Thirty Years Ago, Jean-Bertrand Aristide Returned To Haiti
By Salim Lamrani
September 27, 2024
Thirty years ago, President Aristide, victim of a military putsch, returned to power following the intervention of the United Nations.
On December 16, 1990, at the end of an electoral campaign supervised by the UN but marked by violence, Jean-Bertrand Aristide, candidate of the National Front for Change and Democracy (FNCD), was elected President of Haiti with almost 67% of the vote and a turnout of over 75% of the electorate. The country, the poorest on the continent, was marked by chronic institutional instability. No fewer than five presidents had succeeded one another between 1986 and 1991, all of them overthrown by a military coup. On February 7, 1991, the young priest, a follower of liberation theology, took the helm of the country, despite an attempted putsch a month earlier, designed to prevent him from taking power.
His program, launched as soon as he was inaugurated, was resolutely progressive, with agrarian reform, an increase in the minimum wage and a fairer distribution of national wealth, which won him broad popular support as well as the resentment of local elites. Above all, he displayed a firm determination to overhaul the army, police and public administration, inherited from the bloody Duvalier family dynasty, which had ruled the country with an iron fist for over three decades, and riddled with corruption. A special commission was also set up in February 1991 to investigate past crimes and human rights violations, including the massacres at Dandi, Rabel and Labadie.
Aristide quickly became the target of a coalition of the wealthy: the bourgeoisie, the Church, the army and the press. On September 29, 1991, the latter orchestrated a military coup and overthrew the democratically elected president, barely seven months after his inauguration. The putsch caused little stir in Washington, which was wary of the new leaders socialist tendencies and had in fact largely financed his conservative opponent, Marc Bazin, through the National Endowment for Democracy (NED). Indeed, unlike Aristide, Bazin was a former World Bank official, respectful of established interests and social hierarchies.

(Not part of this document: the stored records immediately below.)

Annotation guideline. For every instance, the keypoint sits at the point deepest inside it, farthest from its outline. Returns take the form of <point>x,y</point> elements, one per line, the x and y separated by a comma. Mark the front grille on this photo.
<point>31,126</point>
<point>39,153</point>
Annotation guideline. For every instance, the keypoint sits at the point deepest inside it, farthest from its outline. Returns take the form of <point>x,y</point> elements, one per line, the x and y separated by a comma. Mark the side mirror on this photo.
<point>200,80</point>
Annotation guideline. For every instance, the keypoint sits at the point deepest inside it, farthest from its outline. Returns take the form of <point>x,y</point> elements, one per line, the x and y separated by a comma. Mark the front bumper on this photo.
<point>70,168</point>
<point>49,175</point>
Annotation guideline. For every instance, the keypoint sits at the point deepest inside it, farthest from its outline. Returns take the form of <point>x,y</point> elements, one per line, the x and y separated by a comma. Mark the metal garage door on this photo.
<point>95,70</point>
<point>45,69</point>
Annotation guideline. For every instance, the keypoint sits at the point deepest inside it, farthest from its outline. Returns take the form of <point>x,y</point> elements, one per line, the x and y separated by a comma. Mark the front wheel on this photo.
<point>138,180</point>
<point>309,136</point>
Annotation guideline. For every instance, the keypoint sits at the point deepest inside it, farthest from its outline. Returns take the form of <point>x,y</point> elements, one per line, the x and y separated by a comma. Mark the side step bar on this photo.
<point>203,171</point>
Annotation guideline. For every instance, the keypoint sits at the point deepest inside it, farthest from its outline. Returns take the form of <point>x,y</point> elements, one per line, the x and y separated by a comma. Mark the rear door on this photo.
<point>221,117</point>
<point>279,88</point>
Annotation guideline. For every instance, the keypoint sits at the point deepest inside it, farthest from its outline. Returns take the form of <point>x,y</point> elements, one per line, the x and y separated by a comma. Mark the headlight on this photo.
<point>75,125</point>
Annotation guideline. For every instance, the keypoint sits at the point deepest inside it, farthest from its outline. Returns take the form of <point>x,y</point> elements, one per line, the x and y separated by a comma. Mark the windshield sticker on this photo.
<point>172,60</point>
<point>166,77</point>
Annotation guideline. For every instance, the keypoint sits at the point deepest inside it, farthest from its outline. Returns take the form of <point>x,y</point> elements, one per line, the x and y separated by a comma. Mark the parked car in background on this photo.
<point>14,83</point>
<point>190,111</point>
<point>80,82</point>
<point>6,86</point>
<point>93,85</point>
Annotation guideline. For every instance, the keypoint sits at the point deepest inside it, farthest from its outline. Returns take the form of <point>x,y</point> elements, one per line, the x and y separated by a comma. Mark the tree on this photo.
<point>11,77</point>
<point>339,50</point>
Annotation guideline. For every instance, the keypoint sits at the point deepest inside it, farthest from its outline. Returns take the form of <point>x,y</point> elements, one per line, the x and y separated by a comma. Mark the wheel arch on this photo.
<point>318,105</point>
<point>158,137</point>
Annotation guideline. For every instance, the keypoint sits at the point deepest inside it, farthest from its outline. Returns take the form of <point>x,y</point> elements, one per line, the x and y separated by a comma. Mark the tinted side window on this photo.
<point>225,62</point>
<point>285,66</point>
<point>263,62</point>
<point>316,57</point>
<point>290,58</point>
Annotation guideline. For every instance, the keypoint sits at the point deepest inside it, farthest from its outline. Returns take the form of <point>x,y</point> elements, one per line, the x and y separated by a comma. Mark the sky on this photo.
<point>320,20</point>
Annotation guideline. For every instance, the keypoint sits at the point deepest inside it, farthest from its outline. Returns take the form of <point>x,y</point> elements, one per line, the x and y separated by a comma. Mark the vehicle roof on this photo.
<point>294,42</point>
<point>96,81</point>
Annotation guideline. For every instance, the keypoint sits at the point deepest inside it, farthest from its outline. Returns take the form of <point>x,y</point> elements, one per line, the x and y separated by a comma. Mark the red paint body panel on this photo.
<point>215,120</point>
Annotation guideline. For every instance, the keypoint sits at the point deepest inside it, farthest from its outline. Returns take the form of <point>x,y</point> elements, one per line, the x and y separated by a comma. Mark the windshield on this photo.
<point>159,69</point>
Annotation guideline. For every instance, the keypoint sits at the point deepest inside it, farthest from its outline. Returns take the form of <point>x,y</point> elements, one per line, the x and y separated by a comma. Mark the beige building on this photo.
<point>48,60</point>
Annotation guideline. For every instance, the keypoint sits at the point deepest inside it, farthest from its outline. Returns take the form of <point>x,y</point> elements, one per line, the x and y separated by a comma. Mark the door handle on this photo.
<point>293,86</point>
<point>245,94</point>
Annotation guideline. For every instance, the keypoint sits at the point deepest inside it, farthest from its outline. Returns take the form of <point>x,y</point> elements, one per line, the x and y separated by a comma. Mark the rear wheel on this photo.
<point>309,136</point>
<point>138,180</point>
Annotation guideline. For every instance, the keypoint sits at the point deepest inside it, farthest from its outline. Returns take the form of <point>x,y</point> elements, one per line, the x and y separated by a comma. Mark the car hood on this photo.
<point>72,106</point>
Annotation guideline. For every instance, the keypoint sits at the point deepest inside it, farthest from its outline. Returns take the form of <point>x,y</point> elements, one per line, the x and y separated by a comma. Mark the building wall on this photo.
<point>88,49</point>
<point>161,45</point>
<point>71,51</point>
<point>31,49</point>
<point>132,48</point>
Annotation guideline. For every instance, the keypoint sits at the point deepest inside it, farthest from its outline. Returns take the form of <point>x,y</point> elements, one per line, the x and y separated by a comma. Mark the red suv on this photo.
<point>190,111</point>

The commander-in-chief of the army, Raoul Cédras, who had been promoted by Aristide and had sworn loyalty to the Constitution, then took power and carried out a ferocious crackdown on the deposed presidents supporters, killing several hundred people in the first few days. Several hundred thousand people were forced to flee abroad, in particular to the neighboring Dominican Republic and the United States, and the boat people issue quickly became a domestic political problem for Washington. President Aristide, a refugee in the United States, continued to enjoy the support and recognition of the international community, which imposed economic sanctions against the military junta.